The 18 “worthies” of the title comprise: (1) Huì-yuǎn 慧遠 (334–416), the founder; (2) Huì-yǒng 慧永 (332–414); (3) Huì-chí 慧持 (337–412), Huì-yuǎn’s younger brother; (4) Dào-shēng 道生 (355–434, the yī-chǎn-tí cheng-fó “even icchantikas can attain Buddhahood” theorist); (5) Tán-shùn 曇順; (6) Sēng-ruì 僧叡 (= 僧叡 of Cháng’ān, but here recast into the Lú-shān fellowship); (7) Tán-héng 曇恆; (8) Dào-bǐng 道昺; (9) Tán-shēn 曇詵; (10) Dào-jìng 道敬; (11) Buddhayaśas 佛陀耶舍 (the Indian translator); (12) Buddhabhadra 佛馱跋陀羅 (the Indian translator and meditator); and (13–18) the lay members Líu Yí-mín 劉遺民 (= 劉程之), Zhāng Yě 張野, Zōng Bǐng 宗炳, Léi Cì-zōng 雷次宗, Zhōu Xù-zhī 周續之, and Zhāng Quán 張詮.

The “eighteen worthies” list is almost certainly a Sòng-period reconstruction rather than a faithful record of the historical Lúshān fellowship. The earliest sources for Huìyuǎn at Lúshān — Huìjiǎo’s KR6r0052 Gāosēng zhuàn (519) and the Chū sānzàng jì jí (T2145) — record neither the round number “eighteen” nor the closed list of named members.
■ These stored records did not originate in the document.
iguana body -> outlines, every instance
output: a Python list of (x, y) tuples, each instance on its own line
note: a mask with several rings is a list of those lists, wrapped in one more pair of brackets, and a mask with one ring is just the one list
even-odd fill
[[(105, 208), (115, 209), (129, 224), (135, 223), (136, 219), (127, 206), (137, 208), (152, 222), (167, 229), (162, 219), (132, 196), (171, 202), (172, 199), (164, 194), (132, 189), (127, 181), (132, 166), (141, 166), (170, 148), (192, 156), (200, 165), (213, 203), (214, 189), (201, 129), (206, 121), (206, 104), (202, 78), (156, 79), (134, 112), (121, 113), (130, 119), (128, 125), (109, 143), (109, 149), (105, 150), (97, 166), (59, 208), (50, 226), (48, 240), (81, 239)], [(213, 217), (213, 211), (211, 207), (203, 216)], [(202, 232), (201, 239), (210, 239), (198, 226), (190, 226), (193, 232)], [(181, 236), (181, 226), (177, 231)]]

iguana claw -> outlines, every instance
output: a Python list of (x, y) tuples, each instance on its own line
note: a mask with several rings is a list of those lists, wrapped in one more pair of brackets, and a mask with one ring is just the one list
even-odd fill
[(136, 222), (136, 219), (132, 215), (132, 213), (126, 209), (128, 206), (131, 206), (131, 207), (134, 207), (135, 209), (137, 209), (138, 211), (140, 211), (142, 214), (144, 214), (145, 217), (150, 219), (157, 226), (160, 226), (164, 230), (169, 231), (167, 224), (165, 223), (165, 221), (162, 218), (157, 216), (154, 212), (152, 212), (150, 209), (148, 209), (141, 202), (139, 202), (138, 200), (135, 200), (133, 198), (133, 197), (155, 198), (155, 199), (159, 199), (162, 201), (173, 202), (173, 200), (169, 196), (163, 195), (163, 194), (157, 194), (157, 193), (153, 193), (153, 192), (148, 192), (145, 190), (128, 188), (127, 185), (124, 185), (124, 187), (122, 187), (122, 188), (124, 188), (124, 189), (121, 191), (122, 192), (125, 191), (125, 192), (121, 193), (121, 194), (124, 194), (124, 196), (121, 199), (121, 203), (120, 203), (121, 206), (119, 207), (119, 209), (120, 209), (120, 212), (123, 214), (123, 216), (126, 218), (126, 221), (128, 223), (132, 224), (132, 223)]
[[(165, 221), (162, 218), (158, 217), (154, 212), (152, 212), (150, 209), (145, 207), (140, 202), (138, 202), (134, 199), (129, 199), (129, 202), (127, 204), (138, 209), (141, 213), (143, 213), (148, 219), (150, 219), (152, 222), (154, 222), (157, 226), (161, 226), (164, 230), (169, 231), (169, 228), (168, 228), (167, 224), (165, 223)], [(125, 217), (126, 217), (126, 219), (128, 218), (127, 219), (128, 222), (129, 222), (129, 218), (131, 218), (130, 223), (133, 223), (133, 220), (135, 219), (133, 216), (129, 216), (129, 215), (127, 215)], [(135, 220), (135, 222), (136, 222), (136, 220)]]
The Sòng-Pure-Land tradition retroactively constructed the Báiliánshè of eighteen worthies as the foundational event of the Chinese Pure-Land school, parallel to (and modelled on) the Chán’s invention of a closed Bodhidharma-lineage in roughly the same period. Modern scholarship treats the “eighteen worthies” list as a legendary construction of the Sòng-Pure-Land establishment.
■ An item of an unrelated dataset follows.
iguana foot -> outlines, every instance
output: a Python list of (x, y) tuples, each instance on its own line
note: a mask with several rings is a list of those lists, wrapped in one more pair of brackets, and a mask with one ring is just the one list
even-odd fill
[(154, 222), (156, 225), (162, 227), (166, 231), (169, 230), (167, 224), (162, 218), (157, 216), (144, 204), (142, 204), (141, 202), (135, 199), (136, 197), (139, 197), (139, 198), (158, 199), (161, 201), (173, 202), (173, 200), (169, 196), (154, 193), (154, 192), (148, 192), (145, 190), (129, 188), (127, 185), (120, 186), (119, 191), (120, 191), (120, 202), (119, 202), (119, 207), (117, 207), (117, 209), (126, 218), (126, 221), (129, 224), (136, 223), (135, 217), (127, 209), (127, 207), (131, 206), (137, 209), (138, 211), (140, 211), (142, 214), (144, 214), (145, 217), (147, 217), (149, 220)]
The text is preserved exclusively in the Manji Xuzangjing (X78 no. 1543), without any pre-Míng print witness. Its source-history is obscure; it likely circulated as a manuscript pamphlet within the Pure-Land schools from the Sòng or Yuán period, and was first printed only in the late Míng. Cross-references in KR6r0075, KR6r0076, and KR6r0078 suggest that the “eighteen worthies” tradition was already canonical in the Sòng-Pure-Land school.

Translations and research

  • Erik Zürcher, The Buddhist Conquest of China, 2nd ed. (Leiden: Brill, 1972, repr. 2007), chapter 4 — the foundational Western-language analysis of the historical Huì-yuǎn at Lú-shān, with extended discussion of the Bái-lián-shè legend and its Sòng-period reconstruction.
  • 阿部肇一 (Abe Chōichi), 《中國禪宗史の研究》 (Tokyo: Seishin shobō, 1963) — Japanese-language analysis of the Sòng-period Pure-Land lineage formation.
  • Daniel A. Getz, “T’ien-t’ai Pure Land Societies and the Creation of the Pure Land Patriarchate,” in Buddhism in the Sung, ed. P. Gregory and D. Getz (Honolulu, 1999), 477–523.
  • 陳垣, 《釋氏疑年錄》 — early-20th-century chronological criticism on the Bái-lián-shè prosopography.

Other points of interest

The “eighteen worthies” list mirrors well-known Confucian and Daoist precedents: the Confucian bā shǐ 八史 (“eight historians”) of antiquity, the Daoist qī xián 七賢 (“seven worthies of the Bamboo Grove”), and other closed-membership intellectual fellowships of medieval Chinese tradition. Its application to early Buddhist hagiography is a deliberate Sòng-Pure-Land assertion of parity of cultural prestige with the Confucian and Daoist traditions, articulated through a familiar literary form. The “eighteen worthies” became the standard iconographic subject for Pure-Land devotional painting from the Yuán dynasty onwards.